CONTRIBUCIONES DESDE LA ETNOHISTORIA


Son muchos los nudos problemáticos que se han generado acerca de los procesos de formación de la identidad. En este ensayo solo desarrollaremos dos de ellos, que por sus características generales, nos permitirán analizar la fertilidad de la confluencia entre la Antropología y la Historia, en el campo específico de la etnohistoria. Los trabajos con los que ejemplificaremos son todos ellos, estudios de caso, bien delimitados en espacio y tiempo. En la dimensión temporal y a los fines analíticos, nos hemos permitido hacer una dicotomía, que nos facilite la tarea de comparación. Distinguiremos entonces, estudios de larga duración y estudios de corta duración y observaremos como cada uno de estos enfoques trabaja las dos problemáticas específicas sobre la formación de la identidad, que desarrollaremos. Si nuestra hipótesis es correcta, los estudios de caso, en la búsqueda de una comprensión sobre procesos históricos de cambio, encuentran una salida para problemas que se presentan en un nivel teórico, como sin escapatoria. La elección del tamaño de la escala de observación (macro o micro), presenta a nuestro modo de ver, una estrategia metodológica fértil según las necesidades de análisis. Según Auge:


"...supone para el historiador, o bien la posibilidad de captar una dimensión del tiempo (la larga duración) que no somete su observación a las perturbaciones producidas por cambios demasiado rápidos, o bien la posibilidad (puesto que no se puede detener el tiempo) de establecer un marco sincrónico fiable que entraña además la posibilidad de establecer el valor ejemplar de estudios de casos muy circunscriptos, o bien aún la posibilidad de aprehender simultáneamente permanencias formales y cambios funcionales" (1995:22).
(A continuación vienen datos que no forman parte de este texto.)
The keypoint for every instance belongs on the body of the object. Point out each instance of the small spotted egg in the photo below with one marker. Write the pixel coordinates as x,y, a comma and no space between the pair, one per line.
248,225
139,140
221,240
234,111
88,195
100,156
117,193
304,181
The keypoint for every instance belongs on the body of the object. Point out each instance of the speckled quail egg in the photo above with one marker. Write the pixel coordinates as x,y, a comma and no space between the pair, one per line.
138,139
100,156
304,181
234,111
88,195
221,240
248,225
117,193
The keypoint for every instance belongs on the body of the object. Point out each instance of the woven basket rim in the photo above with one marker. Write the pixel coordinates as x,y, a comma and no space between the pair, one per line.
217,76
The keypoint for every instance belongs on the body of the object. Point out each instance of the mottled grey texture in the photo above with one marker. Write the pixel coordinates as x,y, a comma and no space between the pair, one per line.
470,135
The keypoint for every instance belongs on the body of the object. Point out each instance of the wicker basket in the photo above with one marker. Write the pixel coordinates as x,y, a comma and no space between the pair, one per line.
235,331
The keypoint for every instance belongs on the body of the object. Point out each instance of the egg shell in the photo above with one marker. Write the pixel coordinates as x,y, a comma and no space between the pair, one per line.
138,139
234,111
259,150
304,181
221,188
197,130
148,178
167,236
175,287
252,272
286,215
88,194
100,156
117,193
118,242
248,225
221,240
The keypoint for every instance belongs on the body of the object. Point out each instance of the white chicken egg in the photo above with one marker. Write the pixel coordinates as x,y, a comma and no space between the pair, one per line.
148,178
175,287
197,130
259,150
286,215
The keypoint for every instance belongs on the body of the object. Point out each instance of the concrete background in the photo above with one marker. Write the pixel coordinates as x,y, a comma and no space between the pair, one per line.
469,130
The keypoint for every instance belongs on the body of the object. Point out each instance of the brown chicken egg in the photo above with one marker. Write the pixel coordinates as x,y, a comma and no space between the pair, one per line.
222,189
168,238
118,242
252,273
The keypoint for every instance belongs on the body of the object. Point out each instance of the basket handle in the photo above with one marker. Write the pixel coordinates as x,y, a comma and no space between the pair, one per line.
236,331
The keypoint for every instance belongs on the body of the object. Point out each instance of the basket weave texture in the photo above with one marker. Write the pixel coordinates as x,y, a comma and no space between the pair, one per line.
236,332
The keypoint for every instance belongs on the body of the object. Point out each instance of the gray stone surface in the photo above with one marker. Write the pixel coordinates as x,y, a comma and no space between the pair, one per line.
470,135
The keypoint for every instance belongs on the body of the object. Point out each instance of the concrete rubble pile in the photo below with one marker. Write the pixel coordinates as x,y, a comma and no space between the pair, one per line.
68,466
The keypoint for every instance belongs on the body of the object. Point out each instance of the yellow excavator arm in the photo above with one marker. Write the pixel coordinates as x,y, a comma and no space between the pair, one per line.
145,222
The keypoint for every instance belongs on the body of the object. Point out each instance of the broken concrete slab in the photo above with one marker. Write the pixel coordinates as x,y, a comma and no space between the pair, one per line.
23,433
ENFOQUES PSICOLOGISTAS FRENTE A ENFOQUES SOCIOLOGISTAS. EL APORTE DE LOS ESTUDIOS DE CORTA DURACION


Un problema aún no resuelto dentro del debate sobre la formación de la identidad, es el que alude a la confusión de los niveles psicológico y sociológico. Este podría ser entendido como un problema de "doble lectura", y arraiga en el hecho de que tanto la psicología como la antropología han utilizado el término, aunque dándole aplicaciones diferentes:


"...las circunstancias teóricas, los condicionantes sociohistóricos y las dimensiones del concepto de identidad son comparables en antropología y en psicología. Creemos que hubo una innegable influencia en este tema desde la psicología hacia la antropología, en donde la noción de identidad adquiere un uso más preciso en la psicología, referida a la formación de las característícas psicológicas globales del niño, a las crisis de vida con foco en la adolescencia, a determinadas facetas de la salud mental" (Ringuelet, 1992:123). Juliano (1992), señala que existe una frecuente confusión entre la identificación personal y la identificación étnica, en la que se transfieren características de lo individual a lo colectivo. Ambas estrategias de investigación responden a dos marcos interpretatívos opuestos: el culturalismo y el psicologismo.

La primera corriente defiende el supuesto teórico de que toda estructura social influye sobre los individuos, determinando sus hábitos de vida (esta corriente podría ser concebida como estructuralista en sentido amplio o funcionalista en un sentido más restringido). La otra corriente, en sus diferentes vertientes, da mayor importancia a la acción de los sujetos, que por su capacidad racional de medir medios en relación a fines, elaboran estrategias para manipular las restricciones impuestas por el sistema. No es difícil ubicar a cada una de estas corrientes dentro de la tradicional confrontación en las ciencias sociales entre estructura y agencia. Según Trinchero (1994), con frecuencia en el análisis se cae en posturas bipolares emparentadas con extremos o bien esencialistas o bien subjetivistas: mientras en un caso se atribuyen cualidades permanentes a los grupos, en el segundo se exacerba la capacidad de manipulación que tienen los actores sobre el sistema. De modo tal que la noción misma de identidad tiene un carácter constitutivamente vago y equívoco.

Estas tendencias sin embargo parecerían estar revirtiéndose ante la incorporación de nuevos conceptos. Aún así, en esta dualidad la balanza se inclina hacia la corriente que asigna importancia a la acción y las estrategias. Como vimos en el punto anterior, el componente de la "conciencia", es decir el de la capacidad de manipulación de los actores, contribuye a dinamizar el concepto de identidad; a desnaturalizarlo. Le otorga la dimensión política que le había sido vedada. El problema enunciado, en otras palabras, se presenta como un aspecto de la pugna entre los modelos que ponen énfasis en lo general frente a los que se centran en lo particular. La falencia quizá esté en tomar ambos niveles como polos excluyentes. Se discute la legitimidad metodológica de pasar de lecturas socioantropológicas a lecturas psicológicas (o viceversa).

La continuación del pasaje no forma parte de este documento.